Last January, an 11 News I-Team investigation revealed an incident in which school police Officer Lakisha Pulley hit and injured a middle school student with her baton. Pulley was criminally prosecuted.
At City Hall on Wednesday, the video brought an audible groan from the mayor.
“As a parent of a Baltimore City school student, I was appalled by what I saw. The behavior that was demonstrated on the video is certainly something you never want to see,” Mayor Stephanie Rawlings-Blake said.
Acting chief Hamm has not released the name of the officers involved in the beating, but the one hitting the boy was identified by other sources as Anthony Spence. Hamm told the media that, to his knowledge, neither of the officers had a record of misconduct.
Spence does have a questionable background, however.
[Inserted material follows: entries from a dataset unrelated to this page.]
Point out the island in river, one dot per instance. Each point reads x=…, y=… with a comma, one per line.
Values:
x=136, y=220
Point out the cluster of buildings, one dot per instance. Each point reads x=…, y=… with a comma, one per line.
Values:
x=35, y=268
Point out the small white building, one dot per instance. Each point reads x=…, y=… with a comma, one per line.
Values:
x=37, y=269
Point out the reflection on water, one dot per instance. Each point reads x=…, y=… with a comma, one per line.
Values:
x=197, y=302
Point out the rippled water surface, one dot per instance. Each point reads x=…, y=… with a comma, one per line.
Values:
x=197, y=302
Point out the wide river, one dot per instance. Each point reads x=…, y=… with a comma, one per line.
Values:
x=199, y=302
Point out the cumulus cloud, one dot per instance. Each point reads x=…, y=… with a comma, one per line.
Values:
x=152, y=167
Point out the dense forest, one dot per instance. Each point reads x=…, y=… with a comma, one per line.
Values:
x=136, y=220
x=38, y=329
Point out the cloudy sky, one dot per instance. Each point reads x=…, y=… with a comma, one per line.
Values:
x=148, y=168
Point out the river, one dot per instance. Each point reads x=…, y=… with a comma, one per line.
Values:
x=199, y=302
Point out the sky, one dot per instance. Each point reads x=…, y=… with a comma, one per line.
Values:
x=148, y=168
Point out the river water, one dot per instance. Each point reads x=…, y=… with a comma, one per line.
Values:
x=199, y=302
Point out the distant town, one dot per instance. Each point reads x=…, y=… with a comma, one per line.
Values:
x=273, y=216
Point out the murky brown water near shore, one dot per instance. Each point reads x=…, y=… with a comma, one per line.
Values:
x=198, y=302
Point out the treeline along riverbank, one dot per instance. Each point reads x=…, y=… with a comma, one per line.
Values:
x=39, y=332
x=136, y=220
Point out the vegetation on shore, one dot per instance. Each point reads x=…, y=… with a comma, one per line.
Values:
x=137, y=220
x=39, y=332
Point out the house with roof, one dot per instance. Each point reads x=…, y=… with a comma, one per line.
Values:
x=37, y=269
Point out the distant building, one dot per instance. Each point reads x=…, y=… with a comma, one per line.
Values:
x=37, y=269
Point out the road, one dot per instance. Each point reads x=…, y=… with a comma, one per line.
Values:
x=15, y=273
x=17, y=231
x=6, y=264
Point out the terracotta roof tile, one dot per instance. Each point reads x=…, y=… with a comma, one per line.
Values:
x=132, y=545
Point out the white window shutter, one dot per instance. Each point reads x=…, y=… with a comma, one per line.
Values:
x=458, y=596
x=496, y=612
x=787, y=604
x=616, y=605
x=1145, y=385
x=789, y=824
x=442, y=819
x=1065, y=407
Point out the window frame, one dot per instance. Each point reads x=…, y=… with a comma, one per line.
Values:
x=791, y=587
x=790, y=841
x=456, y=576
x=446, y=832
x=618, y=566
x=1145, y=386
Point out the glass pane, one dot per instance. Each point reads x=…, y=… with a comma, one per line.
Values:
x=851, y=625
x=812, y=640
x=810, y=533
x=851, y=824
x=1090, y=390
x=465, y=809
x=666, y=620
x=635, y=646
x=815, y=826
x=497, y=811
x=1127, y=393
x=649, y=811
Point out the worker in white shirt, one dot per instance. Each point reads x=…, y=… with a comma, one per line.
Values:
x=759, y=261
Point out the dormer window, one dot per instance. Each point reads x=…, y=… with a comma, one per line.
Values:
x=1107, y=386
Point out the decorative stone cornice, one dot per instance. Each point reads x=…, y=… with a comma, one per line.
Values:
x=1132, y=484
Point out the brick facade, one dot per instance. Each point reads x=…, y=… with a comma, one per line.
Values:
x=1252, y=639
He was fired from his previous law enforcement job as city deputy sheriff in 2002 for beating and tasing an innocent man, an immigrant from El Salvador, in a case where he mistook the man on his lunch break for a bank robber. A year later he began his current job as a school police officer.
In 2011 Spence had a temporary protective order filed against him alleging domestic violence.
Students at REACH! say that Spence was a harsh disciplinarian.
“There has been occasions where students will say that he’s aggressive,” student Steven Anderson told WJZ.
Activists and community members are outraged by the excessive violence used on youth in Baltimore city schools. Some have called on the DOJ to investigate and encourage reform on the school police the same way the municipal BPD has been scrutinized.